Когда она пришла в себя, всё изменилось, пока была в беспамятстве, он, скрепя сердце, не решаясь включить свет и потому долго примериваясь в сгущавшихся сумерках — за окном зажигались прожекторы, редко гавкали овчарки — ударил ей в область затылка, каковое место он в порывах чувств мечтал покрывать поцелуями, сказал, имело место покушение на жизнь коменданта, возможно, оно и сейчас ещё не окончено, по крайней мере, охрана не чувствует, что можно выдохнуть, но директива бегать по лагерю пока снята, ничего такого она не помнила и, как будто, ни в чём таком не могла участвовать, хотя и с удовольствием удавила бы эту мразь Кёгеля, что теперь ей надо давить Зурена и что с момента её выписки из больницы прошло почти два года, она должна была узнать не скоро, не раньше, чем у неё будет минимум возможностей в этом разобраться, он якобы подобрал её позади крематория, лежавшую без сознания, вероятнее всего, не пощадила проносившаяся мимо сила, попутная либо противопоставляемая режиму. Война была проиграна, Appelle [280] давно слушались вполуха, он сфальсифицировал справку, что такая-то такая-то не перенесла эксперимента и теперь уже смёрзлась с прочими в одном из мест, на плане эвакуации для этого не отведённых.

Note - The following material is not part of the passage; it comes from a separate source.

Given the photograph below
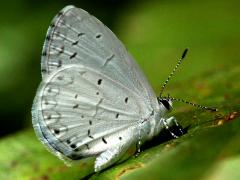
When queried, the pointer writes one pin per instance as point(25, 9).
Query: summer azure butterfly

Чистокровные арийцы в этом крыле здания собирались на вечеринку через стенку от них, всякий раз они непременно разыгрывали чинный переход мужчин в сигарную после ужина, оставление дам щебетать о своём, пусть пока потыкают друг друга теми чёрными дилдо, к которым германцам как бы дан намёк стремиться, поймут, от чего всё реже, но всё-таки, воротят нос, то и дело прерываясь для регистрации шума и через него хода раута, он рассказывал ей новости о поиске всех причастных, периодическом и неустанном разоблачении участников и вообще обо всём, об экспериментах, казнях, приездах зондеркоманд, какие теперь пошли винкели, цитировал выписки из лагерного распорядка, упомянул, а потом по её просьбе и описал приезд настоящего рыцаря, которого то ли оживило Аненербе, то ли привёз из прошлого Зиверс, должно быть, повстречавший его у стен Иерусалима, когда, стоя на холме — ноги широко расставлены, плащ с алым подбоем развевается на горячем ветру — с ненавистью смотрел на alte Juden [281], перечислял, кого отобрали для уничтожения, кого для перевода во внешние лагеря, каковы по внешности новые надзирательницы, не загнулась ли Эмма Циммер, на самом деле, к тому времени обер-надзирательница уже сменилась, не подавилась ли чьим-нибудь хером Тереза Брандл, не удавилась ли на своих грязных трусах Ида Шрайтер и прочее подобное, половина из этого намечалось за торцовой перегородкой.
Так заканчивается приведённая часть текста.